New MRAM technology promises memorable consumer electronics experience
In his 2005 paper, Professor of Physics Johan Åkerman touted magnetoresistive random access memory (MRAM) as a promising candidate for a "universal memory" that could replace the various types of memory commonly found alongside each other in modern electronic devices. A team of researchers from the National University of Singapore (NUS) and Saudi Arabia's King Abdullah University of Science and Technology (KAUST) has now developed a new type of MRAM that could see Åkerman's vision become a reality.
Currently, many devices pack static random access memory (SRAM), dynamic random access memory (DRAM), and Flash memory, with each offering their own particular advantages. SRAM is fast but volatile, meaning the data it stores is lost when the power is switched off. DRAM offers greater memory densities than SRAM and is cheaper, but is also volatile and needs to be refreshed periodically to retain information, making it more power hungry. Finally, Flash memory is non-volatile, meaning it retains data even when the power is switched off, but is still relatively expensive.
MRAM technology offers the potential of providing all the advantages of these three types of memory, with none of the disadvantages. It promises greater storage density, reduced power consumption, and would retain data without power. Although it has been under development since the 1990s, continuing improvements in Flash and DRAM have kept MRAM largely on the sidelines.
Current MRAM technology stores data using magnetic storage elements formed by two ferromagnetic plates separated by a thin insulating layer. However, the reliability of MRAM suffers because these plates, which have a thickness of less than one nanometer, are difficult to manufacture reliably, resulting in memory that is generally only able to retain data for less than a year.
The research team has been able to replace the ferromagnetic plates with an alternative film structure incorporating magnetic multilayer structures as thick as 20 nanometers. The researchers say this technique allows data to be retained for a minimum of 20 years, making their next-gen MRAM chip attractive for a wide range of applications.
"From the consumer’s standpoint, we will no longer need to wait for our computers or laptops to boot up," says Dr Yang Hyunsoo, who led the research team. "Storage space will increase, and memory will be so enhanced that there is no need to regularly hit the 'save' button as fresh data will stay intact even in the case of a power failure.

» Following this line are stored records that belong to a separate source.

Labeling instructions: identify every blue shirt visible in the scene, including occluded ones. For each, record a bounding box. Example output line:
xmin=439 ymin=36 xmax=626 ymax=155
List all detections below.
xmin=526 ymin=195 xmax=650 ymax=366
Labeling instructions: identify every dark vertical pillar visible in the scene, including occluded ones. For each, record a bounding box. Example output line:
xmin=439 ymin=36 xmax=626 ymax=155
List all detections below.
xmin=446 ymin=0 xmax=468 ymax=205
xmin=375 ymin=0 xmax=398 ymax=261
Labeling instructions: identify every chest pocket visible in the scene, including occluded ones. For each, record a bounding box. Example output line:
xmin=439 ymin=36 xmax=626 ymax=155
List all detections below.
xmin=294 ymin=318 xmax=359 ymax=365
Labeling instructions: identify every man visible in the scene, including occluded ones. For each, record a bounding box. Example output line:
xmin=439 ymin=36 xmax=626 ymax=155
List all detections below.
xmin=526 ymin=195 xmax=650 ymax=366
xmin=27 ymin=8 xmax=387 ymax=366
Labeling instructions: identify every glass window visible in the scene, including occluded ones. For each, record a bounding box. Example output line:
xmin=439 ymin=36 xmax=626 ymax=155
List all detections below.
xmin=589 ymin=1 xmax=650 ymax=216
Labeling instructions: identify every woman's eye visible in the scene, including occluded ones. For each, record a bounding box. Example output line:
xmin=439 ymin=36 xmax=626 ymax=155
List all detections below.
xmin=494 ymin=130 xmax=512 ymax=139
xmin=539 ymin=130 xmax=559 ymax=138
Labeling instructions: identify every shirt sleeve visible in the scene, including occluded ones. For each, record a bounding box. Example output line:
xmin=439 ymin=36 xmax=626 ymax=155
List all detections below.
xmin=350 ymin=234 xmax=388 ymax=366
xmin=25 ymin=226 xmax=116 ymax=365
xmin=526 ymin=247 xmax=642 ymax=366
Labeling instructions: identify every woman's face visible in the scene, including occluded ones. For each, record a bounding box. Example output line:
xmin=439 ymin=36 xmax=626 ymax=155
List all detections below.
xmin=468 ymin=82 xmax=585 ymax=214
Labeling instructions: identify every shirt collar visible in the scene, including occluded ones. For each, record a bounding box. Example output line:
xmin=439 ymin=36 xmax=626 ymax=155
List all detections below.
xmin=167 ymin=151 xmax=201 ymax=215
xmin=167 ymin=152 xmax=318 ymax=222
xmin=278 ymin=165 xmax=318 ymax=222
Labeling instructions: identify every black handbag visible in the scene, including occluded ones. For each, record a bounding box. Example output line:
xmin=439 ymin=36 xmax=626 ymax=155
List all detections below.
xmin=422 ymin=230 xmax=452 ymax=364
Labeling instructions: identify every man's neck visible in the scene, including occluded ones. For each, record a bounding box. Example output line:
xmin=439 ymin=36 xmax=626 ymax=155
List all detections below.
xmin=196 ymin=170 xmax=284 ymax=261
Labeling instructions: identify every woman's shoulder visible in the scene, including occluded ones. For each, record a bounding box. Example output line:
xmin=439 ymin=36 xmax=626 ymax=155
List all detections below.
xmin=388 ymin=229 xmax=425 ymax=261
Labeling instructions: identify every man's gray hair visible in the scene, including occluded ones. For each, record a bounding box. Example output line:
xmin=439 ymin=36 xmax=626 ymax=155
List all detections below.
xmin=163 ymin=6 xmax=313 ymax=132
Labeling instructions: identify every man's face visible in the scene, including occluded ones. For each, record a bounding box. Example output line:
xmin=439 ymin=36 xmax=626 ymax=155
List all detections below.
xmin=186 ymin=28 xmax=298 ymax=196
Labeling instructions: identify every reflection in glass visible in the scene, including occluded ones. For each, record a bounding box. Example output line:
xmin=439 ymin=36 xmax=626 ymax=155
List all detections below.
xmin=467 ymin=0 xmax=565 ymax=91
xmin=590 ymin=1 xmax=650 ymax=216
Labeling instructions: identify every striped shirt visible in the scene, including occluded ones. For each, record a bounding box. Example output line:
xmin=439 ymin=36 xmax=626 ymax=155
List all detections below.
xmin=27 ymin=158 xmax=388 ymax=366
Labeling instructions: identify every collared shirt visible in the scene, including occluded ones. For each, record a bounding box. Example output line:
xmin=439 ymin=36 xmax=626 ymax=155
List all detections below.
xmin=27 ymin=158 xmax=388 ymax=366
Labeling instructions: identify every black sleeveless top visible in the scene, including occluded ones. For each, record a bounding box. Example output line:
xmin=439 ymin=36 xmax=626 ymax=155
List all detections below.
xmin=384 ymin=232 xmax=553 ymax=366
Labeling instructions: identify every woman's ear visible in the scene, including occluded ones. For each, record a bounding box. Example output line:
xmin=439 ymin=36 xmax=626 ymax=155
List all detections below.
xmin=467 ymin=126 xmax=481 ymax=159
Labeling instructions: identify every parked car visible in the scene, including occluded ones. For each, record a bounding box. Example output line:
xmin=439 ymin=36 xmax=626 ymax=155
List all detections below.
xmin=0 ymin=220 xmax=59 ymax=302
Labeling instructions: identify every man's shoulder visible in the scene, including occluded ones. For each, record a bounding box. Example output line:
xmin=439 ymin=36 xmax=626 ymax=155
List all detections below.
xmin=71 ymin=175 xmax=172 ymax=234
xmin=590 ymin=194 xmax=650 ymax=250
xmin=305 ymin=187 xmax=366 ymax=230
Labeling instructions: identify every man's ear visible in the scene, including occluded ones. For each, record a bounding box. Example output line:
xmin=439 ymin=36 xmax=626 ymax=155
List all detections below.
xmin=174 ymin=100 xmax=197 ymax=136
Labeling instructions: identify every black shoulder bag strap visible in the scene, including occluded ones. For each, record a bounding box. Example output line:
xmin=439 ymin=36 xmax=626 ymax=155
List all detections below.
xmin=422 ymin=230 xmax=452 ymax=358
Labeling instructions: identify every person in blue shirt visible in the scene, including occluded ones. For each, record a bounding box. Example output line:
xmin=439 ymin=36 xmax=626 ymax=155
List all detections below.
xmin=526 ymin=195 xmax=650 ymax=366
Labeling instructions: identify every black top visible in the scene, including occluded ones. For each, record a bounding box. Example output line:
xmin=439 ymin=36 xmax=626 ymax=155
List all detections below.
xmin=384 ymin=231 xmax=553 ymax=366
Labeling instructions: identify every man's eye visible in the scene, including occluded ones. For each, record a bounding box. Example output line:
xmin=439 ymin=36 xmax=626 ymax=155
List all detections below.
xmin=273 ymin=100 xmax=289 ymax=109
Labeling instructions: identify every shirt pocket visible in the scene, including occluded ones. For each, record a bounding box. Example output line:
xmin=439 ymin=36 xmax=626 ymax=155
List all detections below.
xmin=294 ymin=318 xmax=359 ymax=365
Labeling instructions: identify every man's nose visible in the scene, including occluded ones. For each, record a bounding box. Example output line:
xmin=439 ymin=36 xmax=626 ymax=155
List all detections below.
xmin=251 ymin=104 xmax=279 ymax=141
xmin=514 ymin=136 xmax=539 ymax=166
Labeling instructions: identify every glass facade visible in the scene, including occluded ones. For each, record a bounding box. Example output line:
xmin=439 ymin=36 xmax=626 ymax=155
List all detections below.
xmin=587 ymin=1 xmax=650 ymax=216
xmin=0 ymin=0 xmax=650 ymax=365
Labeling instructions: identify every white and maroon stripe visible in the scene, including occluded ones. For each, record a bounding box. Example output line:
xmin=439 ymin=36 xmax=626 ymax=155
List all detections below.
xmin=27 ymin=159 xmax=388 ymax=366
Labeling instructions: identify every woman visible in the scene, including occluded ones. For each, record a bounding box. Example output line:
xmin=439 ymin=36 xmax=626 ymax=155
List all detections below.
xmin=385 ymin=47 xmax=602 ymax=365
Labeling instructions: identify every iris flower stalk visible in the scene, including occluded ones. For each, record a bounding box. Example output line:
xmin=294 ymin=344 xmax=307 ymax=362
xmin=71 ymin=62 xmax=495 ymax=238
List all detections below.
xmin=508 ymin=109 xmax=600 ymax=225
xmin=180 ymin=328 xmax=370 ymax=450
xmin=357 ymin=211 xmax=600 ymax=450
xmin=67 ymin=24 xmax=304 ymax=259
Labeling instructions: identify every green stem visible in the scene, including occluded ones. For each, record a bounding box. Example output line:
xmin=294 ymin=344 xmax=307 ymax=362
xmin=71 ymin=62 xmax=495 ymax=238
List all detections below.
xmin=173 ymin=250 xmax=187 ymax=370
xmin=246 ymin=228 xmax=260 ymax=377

Devices and equipment can now have bigger memory with no loss for at least 20 years or probably more."
"With the heavy reliance on our mobile phones these days, we usually need to charge them daily," adds Dr Yang. "Using our new technology, we may only need to charge them on a weekly basis."
The researchers believe their breakthrough will change the architecture of computers, making them cheaper to manufacture. The team says it has already received strong interest from the semiconductor industry in its new technique, for which it has already filed a US provisional patent. The researchers now plan to apply the new structure in memory cells and are looking for industry partners to help develop a "spin-orbit torque-based MRAM."
The new structure is detailed in a paper published online in Physical Review Letters.